Department of Bile Duct Surgery, West China Hospital, Sichuan University, Chengdu 610041, Sichuan Province, China.
World J Gastroenterol. 2012 Jun 28;18(24):3156-66. doi: 10.3748/wjg.v18.i24.3156.
To evaluate the safety and effectiveness of two-stage vs single-stage management for concomitant gallstones and common bile duct stones.
Four databases, including PubMed, Embase, the Cochrane Central Register of Controlled Trials and the Science Citation Index up to September 2011, were searched to identify all randomized controlled trials (RCTs). Data were extracted from the studies by two independent reviewers. The primary outcomes were stone clearance from the common bile duct, postoperative morbidity and mortality. The secondary outcomes were conversion to other procedures, number of procedures per patient, length of hospital stay, total operative time, hospitalization charges, patient acceptance and quality of life scores.
Seven eligible RCTs [five trials (n = 621) comparing preoperative endoscopic retrograde cholangiopancreatography (ERCP)/endoscopic sphincterotomy (EST) + laparoscopic cholecystectomy (LC) with LC + laparoscopic common bile duct exploration (LCBDE); two trials (n = 166) comparing postoperative ERCP/EST + LC with LC + LCBDE], composed of 787 patients in total, were included in the final analysis. The meta-analysis detected no statistically significant difference between the two groups in stone clearance from the common bile duct [risk ratios (RR) = -0.10, 95% confidence intervals (CI): -0.24 to 0.04, P = 0.17], postoperative morbidity (RR = 0.79, 95% CI: 0.58 to 1.10, P = 0.16), mortality (RR = 2.19, 95% CI: 0.33 to 14.67, P = 0.42), conversion to other procedures (RR = 1.21, 95% CI: 0.54 to 2.70, P = 0.39), length of hospital stay (MD = 0.99, 95% CI: -1.59 to 3.57, P = 0.45), total operative time (MD = 12.14, 95% CI: -1.83 to 26.10, P = 0.09). Two-stage (LC + ERCP/EST) management clearly required more procedures per patient than single-stage (LC + LCBDE) management.

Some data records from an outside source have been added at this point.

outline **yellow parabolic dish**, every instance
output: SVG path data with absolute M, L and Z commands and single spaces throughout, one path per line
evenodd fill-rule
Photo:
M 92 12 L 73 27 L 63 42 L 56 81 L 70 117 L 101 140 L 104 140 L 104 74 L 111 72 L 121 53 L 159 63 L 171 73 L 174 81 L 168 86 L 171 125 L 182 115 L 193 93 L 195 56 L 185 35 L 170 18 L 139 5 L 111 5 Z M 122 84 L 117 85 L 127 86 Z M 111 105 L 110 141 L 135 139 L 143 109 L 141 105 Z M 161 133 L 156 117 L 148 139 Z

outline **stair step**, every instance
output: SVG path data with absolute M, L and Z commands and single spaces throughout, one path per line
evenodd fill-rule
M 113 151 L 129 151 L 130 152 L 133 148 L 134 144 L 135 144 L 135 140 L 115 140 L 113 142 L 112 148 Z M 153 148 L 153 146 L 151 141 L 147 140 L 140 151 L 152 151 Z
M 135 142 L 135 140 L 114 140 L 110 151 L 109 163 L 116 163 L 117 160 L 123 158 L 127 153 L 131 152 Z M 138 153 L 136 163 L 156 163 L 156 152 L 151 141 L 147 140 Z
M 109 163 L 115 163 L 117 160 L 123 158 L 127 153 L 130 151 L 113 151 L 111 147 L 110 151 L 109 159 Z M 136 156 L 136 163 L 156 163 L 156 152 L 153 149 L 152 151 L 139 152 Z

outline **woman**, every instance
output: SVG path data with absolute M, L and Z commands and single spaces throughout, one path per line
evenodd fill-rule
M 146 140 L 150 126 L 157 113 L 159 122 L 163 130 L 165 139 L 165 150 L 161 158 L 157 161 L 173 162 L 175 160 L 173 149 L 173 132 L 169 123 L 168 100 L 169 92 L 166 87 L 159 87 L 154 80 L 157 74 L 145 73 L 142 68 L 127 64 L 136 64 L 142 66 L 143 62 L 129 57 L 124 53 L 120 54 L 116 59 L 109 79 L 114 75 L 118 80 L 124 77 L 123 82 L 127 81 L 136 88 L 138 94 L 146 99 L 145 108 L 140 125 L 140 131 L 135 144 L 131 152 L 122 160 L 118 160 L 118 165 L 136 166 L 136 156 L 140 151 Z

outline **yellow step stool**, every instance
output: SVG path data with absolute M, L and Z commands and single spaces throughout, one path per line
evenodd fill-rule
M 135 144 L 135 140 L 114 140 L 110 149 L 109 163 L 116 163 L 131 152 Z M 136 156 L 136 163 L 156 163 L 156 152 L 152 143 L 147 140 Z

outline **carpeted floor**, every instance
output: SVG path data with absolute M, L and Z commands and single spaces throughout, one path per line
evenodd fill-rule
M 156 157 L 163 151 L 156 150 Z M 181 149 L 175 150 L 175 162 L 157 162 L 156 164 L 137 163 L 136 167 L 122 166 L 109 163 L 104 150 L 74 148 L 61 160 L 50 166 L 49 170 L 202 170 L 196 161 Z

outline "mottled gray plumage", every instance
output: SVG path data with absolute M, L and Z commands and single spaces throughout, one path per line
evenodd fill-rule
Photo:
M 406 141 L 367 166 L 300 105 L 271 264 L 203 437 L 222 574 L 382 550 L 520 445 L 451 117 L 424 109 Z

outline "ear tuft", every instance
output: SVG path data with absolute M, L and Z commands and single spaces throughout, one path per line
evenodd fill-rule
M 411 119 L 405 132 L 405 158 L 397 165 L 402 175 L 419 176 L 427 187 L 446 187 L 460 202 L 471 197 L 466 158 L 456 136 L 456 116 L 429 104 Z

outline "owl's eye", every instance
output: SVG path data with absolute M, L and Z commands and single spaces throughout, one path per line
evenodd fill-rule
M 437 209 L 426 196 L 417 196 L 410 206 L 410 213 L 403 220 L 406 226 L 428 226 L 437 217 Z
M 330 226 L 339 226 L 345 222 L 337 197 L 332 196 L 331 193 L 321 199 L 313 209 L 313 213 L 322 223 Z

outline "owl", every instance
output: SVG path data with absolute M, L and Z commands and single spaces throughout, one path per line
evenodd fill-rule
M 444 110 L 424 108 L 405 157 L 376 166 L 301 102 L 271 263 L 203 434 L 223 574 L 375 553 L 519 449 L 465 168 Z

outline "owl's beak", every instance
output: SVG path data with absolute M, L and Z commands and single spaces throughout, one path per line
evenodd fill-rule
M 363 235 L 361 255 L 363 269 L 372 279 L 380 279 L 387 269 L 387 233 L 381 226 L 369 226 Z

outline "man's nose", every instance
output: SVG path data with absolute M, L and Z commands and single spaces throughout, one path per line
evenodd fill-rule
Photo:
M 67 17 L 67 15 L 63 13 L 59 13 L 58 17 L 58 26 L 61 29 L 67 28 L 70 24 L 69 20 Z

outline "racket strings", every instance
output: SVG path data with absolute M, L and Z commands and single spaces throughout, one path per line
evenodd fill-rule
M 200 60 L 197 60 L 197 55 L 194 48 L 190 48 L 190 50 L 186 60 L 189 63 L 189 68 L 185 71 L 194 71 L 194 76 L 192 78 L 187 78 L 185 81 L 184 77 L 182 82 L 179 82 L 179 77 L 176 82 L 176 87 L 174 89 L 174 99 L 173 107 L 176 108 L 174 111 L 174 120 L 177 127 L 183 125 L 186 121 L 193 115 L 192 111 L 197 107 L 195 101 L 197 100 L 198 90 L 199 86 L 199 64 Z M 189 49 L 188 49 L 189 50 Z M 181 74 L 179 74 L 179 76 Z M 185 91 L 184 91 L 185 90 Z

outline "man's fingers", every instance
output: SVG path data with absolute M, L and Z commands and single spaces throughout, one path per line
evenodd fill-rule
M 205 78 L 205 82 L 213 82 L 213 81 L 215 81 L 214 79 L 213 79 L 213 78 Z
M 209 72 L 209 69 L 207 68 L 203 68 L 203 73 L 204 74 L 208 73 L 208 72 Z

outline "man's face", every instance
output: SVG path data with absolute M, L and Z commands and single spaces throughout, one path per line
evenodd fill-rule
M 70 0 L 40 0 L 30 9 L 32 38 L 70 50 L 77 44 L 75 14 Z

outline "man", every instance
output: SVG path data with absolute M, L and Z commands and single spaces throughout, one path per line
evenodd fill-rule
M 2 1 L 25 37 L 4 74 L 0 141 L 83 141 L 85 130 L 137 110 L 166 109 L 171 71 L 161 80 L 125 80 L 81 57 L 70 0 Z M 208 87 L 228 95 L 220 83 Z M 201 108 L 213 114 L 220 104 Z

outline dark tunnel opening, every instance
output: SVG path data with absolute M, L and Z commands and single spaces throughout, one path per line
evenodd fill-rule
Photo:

Single-stage management is equivalent to two-stage management but requires fewer procedures. However, patient's condition, operator's expertise and local resources should be taken into account in making treatment decisions.
评估两阶段与单阶段治疗胆囊结石合并胆总管结石的安全性和有效性。
检索了 4 个数据库,包括 PubMed、Embase、Cochrane 对照试验中心注册数据库和科学引文索引,以确定所有随机对照试验(RCT)。由两位独立评审员从研究中提取数据。主要结局指标为胆总管结石清除率、术后发病率和死亡率。次要结局指标为转为其他手术、每位患者的手术次数、住院时间、总手术时间、住院费用、患者接受度和生活质量评分。
纳入了 7 项 RCT(5 项试验,n = 621,比较术前内镜逆行胰胆管造影术/内镜括约肌切开术+腹腔镜胆囊切除术与腹腔镜胆囊切除术+腹腔镜胆总管探查术;2 项试验,n = 166,比较术后内镜逆行胰胆管造影术/内镜括约肌切开术+腹腔镜胆囊切除术与腹腔镜胆囊切除术+腹腔镜胆总管探查术),共 787 例患者,最终进行了分析。荟萃分析显示,两组胆总管结石清除率[风险比(RR)=-0.10,95%置信区间(CI):-0.24 至 0.04,P = 0.17]、术后发病率(RR = 0.79,95% CI:0.58 至 1.10,P = 0.16)、死亡率(RR = 2.19,95% CI:0.33 至 14.67,P = 0.42)、转为其他手术(RR = 1.21,95% CI:0.54 至 2.70,P = 0.39)、住院时间(MD = 0.99,95% CI:-1.59 至 3.57,P = 0.45)、总手术时间(MD = 12.14,95% CI:-1.83 至 26.10,P = 0.09)差异均无统计学意义。两阶段(LC+ERCP/EST)治疗明显比单阶段(LC+LCBDE)治疗需要更多的手术次数。
单阶段治疗与两阶段治疗等效,但需要的手术次数更少。然而,在做出治疗决策时,应考虑患者的病情、术者的专业技能和当地资源。